Information about how military commissions would handle executions is essentially non-existent — but that’s not acceptable for lawyers of the alleged mastermind behind the USS Cole bombing. They want the military to reveal exactly how it would put him to death if he is found guilty.
According to a Miami Herald report by Carol Rosenberg, constitutional concerns — and a series of botched executions in the U.S. — make it necessary to know the method the military would use to execute Rahim al Nashiri.
Nashiri is charged with coordinating the 2000 suicide bombing that killed 17 U.S. sailors. He also spent four years in the custody of the Central Intelligence Agency, where he was tortured by waterboarding and mock executions.
There are no established rules on how individuals convicted at military commissions should be executed. The last military execution — carried out more than 50 years ago — was done by hanging.

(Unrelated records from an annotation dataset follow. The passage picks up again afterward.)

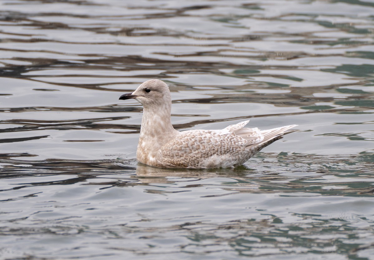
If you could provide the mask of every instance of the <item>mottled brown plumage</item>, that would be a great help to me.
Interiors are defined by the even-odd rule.
[[[295,130],[292,125],[267,130],[243,127],[249,120],[222,130],[179,132],[171,120],[168,85],[150,79],[120,99],[135,98],[144,106],[137,157],[142,163],[167,168],[207,168],[241,165],[263,148]]]

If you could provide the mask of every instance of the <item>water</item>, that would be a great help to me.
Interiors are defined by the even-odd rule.
[[[370,259],[372,1],[0,1],[3,259]],[[243,166],[138,165],[172,122],[298,124]]]

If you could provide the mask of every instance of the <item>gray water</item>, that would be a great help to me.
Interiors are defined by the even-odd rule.
[[[4,259],[374,259],[374,2],[0,1]],[[178,130],[298,132],[235,169],[137,165]]]

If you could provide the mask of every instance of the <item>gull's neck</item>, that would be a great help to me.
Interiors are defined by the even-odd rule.
[[[150,156],[156,156],[162,145],[179,133],[171,124],[171,101],[145,106],[137,151],[137,157],[141,162],[144,163],[141,161]]]

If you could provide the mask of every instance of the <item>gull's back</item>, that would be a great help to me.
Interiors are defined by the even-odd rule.
[[[263,148],[293,131],[295,125],[268,130],[243,128],[248,121],[219,130],[180,132],[160,149],[162,167],[206,168],[241,165]]]

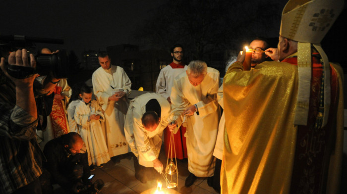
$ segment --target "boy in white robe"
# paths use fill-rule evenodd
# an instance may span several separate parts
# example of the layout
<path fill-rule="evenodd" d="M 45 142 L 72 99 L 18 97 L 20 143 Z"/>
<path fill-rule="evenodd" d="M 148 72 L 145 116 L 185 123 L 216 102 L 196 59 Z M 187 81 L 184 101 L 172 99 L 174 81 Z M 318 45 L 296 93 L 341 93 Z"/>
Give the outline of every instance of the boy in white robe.
<path fill-rule="evenodd" d="M 104 120 L 104 114 L 96 100 L 90 102 L 92 99 L 90 88 L 82 86 L 80 97 L 82 100 L 75 110 L 78 132 L 86 145 L 89 165 L 102 167 L 103 164 L 111 160 L 100 124 L 100 121 Z"/>

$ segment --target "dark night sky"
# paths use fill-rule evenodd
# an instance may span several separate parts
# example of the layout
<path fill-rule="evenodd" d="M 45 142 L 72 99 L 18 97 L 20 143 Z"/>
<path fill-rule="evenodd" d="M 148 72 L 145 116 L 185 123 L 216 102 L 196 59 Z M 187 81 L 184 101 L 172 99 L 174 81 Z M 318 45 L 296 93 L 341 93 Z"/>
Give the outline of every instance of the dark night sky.
<path fill-rule="evenodd" d="M 38 45 L 52 49 L 84 49 L 134 44 L 135 27 L 148 19 L 151 9 L 165 2 L 152 0 L 2 1 L 0 35 L 63 39 L 64 45 Z"/>

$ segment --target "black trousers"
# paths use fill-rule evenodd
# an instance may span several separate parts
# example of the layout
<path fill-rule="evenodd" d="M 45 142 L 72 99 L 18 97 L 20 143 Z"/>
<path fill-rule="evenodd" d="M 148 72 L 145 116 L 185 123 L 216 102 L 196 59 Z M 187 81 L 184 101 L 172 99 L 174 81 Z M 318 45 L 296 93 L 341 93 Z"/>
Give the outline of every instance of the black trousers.
<path fill-rule="evenodd" d="M 222 166 L 222 160 L 216 158 L 216 165 L 215 166 L 215 175 L 213 175 L 213 183 L 212 188 L 216 192 L 221 193 L 221 167 Z"/>
<path fill-rule="evenodd" d="M 12 194 L 42 194 L 41 185 L 39 178 L 29 184 L 21 187 Z"/>
<path fill-rule="evenodd" d="M 142 183 L 146 183 L 152 180 L 156 180 L 160 174 L 153 167 L 146 167 L 139 164 L 138 160 L 135 155 L 134 158 L 134 168 L 135 168 L 135 177 L 136 179 Z"/>

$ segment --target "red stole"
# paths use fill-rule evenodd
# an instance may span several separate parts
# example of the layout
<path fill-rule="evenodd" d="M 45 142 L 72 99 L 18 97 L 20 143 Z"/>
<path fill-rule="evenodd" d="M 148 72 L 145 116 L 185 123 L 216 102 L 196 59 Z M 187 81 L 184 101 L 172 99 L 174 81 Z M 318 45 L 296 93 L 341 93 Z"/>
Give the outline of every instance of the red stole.
<path fill-rule="evenodd" d="M 173 62 L 169 65 L 170 65 L 173 69 L 182 69 L 184 68 L 184 64 L 183 63 L 176 64 Z"/>
<path fill-rule="evenodd" d="M 285 59 L 294 65 L 296 57 Z M 338 80 L 336 72 L 330 66 L 331 101 L 328 124 L 323 128 L 316 128 L 315 123 L 318 113 L 323 73 L 319 60 L 313 57 L 312 78 L 307 126 L 297 128 L 294 165 L 291 177 L 290 193 L 324 193 L 326 191 L 331 150 L 334 149 L 333 133 L 337 111 Z"/>

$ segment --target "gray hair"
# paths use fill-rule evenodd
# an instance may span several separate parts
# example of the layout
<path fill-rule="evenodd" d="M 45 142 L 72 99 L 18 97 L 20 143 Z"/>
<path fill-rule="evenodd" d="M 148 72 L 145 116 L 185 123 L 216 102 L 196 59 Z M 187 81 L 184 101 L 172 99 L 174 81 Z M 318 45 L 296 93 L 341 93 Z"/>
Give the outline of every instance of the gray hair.
<path fill-rule="evenodd" d="M 207 72 L 207 64 L 200 60 L 191 61 L 188 65 L 187 71 L 188 74 L 191 73 L 194 77 L 197 77 Z"/>

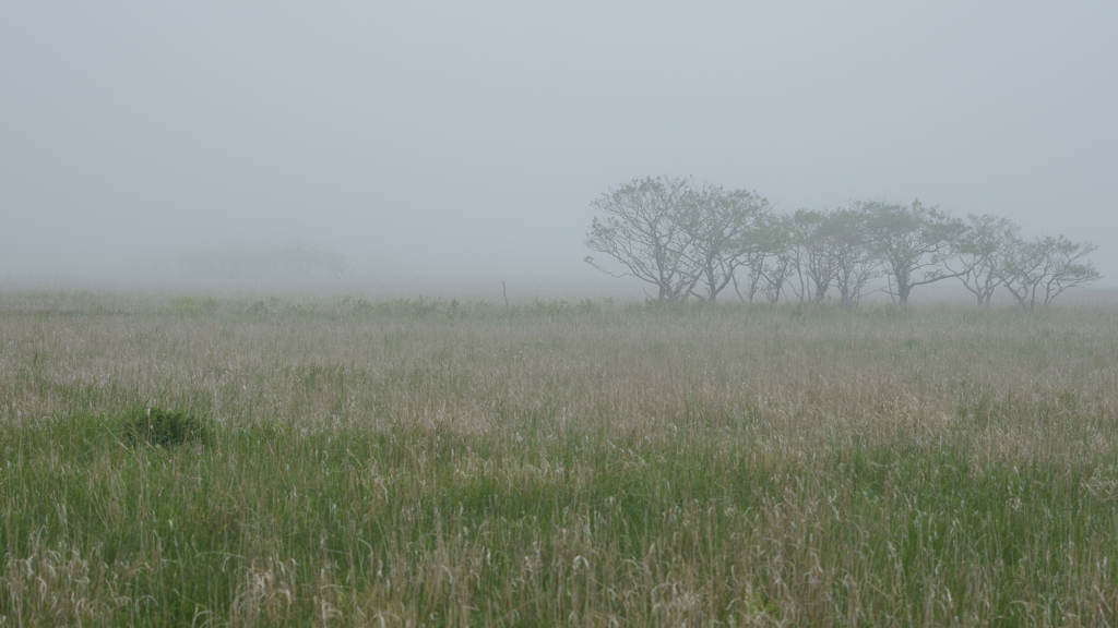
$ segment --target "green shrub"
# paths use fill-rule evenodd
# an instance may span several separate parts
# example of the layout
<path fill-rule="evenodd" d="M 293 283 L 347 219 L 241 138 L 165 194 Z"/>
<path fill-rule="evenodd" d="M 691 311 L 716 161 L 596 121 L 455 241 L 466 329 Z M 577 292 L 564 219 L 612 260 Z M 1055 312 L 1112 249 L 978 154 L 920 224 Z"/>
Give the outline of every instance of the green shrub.
<path fill-rule="evenodd" d="M 123 439 L 129 445 L 148 444 L 171 447 L 186 443 L 210 441 L 206 421 L 180 410 L 138 408 L 124 418 Z"/>

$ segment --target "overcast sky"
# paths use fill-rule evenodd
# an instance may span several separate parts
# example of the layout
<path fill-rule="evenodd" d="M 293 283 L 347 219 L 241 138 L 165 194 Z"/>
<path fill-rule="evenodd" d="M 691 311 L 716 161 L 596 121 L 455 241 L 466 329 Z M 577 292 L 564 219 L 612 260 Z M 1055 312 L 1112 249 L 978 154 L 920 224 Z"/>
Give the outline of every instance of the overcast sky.
<path fill-rule="evenodd" d="M 589 279 L 589 201 L 692 174 L 999 213 L 1118 285 L 1116 32 L 1111 0 L 4 2 L 0 272 L 301 241 Z"/>

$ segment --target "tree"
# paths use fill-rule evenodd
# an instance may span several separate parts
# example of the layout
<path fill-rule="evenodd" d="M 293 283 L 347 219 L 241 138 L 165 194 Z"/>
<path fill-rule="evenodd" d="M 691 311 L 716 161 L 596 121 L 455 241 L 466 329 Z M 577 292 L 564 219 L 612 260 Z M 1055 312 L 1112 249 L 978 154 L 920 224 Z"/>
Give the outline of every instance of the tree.
<path fill-rule="evenodd" d="M 1098 246 L 1060 236 L 1017 240 L 1006 256 L 1002 279 L 1024 310 L 1051 305 L 1069 288 L 1098 280 L 1102 275 L 1084 259 Z"/>
<path fill-rule="evenodd" d="M 836 236 L 831 213 L 799 209 L 792 217 L 795 238 L 796 274 L 799 276 L 799 299 L 822 303 L 839 274 Z"/>
<path fill-rule="evenodd" d="M 1008 256 L 1020 245 L 1020 234 L 1021 228 L 1008 218 L 967 215 L 967 228 L 955 244 L 956 256 L 944 266 L 975 295 L 980 307 L 989 306 L 994 292 L 1005 283 Z"/>
<path fill-rule="evenodd" d="M 961 220 L 919 200 L 910 206 L 866 201 L 855 207 L 866 215 L 870 249 L 884 266 L 888 292 L 901 307 L 908 306 L 912 288 L 959 275 L 939 266 L 966 228 Z"/>
<path fill-rule="evenodd" d="M 865 221 L 866 215 L 853 209 L 840 209 L 827 217 L 835 287 L 843 310 L 858 306 L 865 285 L 881 276 L 881 263 L 870 249 Z"/>
<path fill-rule="evenodd" d="M 769 202 L 757 192 L 707 184 L 689 191 L 686 208 L 694 263 L 707 288 L 705 295 L 692 294 L 714 303 L 718 294 L 736 282 L 738 268 L 762 247 L 755 236 Z"/>
<path fill-rule="evenodd" d="M 647 177 L 610 188 L 590 203 L 604 217 L 594 217 L 586 246 L 619 263 L 618 274 L 587 256 L 586 263 L 612 277 L 636 277 L 656 286 L 656 299 L 674 302 L 699 283 L 702 267 L 695 261 L 695 236 L 689 225 L 686 198 L 693 193 L 690 177 Z"/>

Without transparency, Nashiri’s attorneys argued, there is no way to safeguard against cruel and unusual punishment. They also argued that more detailed information was needed so the defense could question potential jurors on their feelings about capital punishment, according to another report from the hearing.
Many U.S. death row inmates have filed appeals challenging their death sentences on the grounds that state secrecy laws around execution protocols are a violation of their Eighth Amendment rights. So far, those appeals have been unsuccessful. There have been three lethal injection executions that have gone wrong since the start of 2014, most recently in Arizona where a death row inmate was injected 15 times during a nearly two-hour-long execution.
While most states in the U.S. keep details of their execution protocols secret, such as where execution drugs are obtained, the exact makeup of drugs used, and the identities of officials involved in carrying out the death sentence, prisoners know how they will die.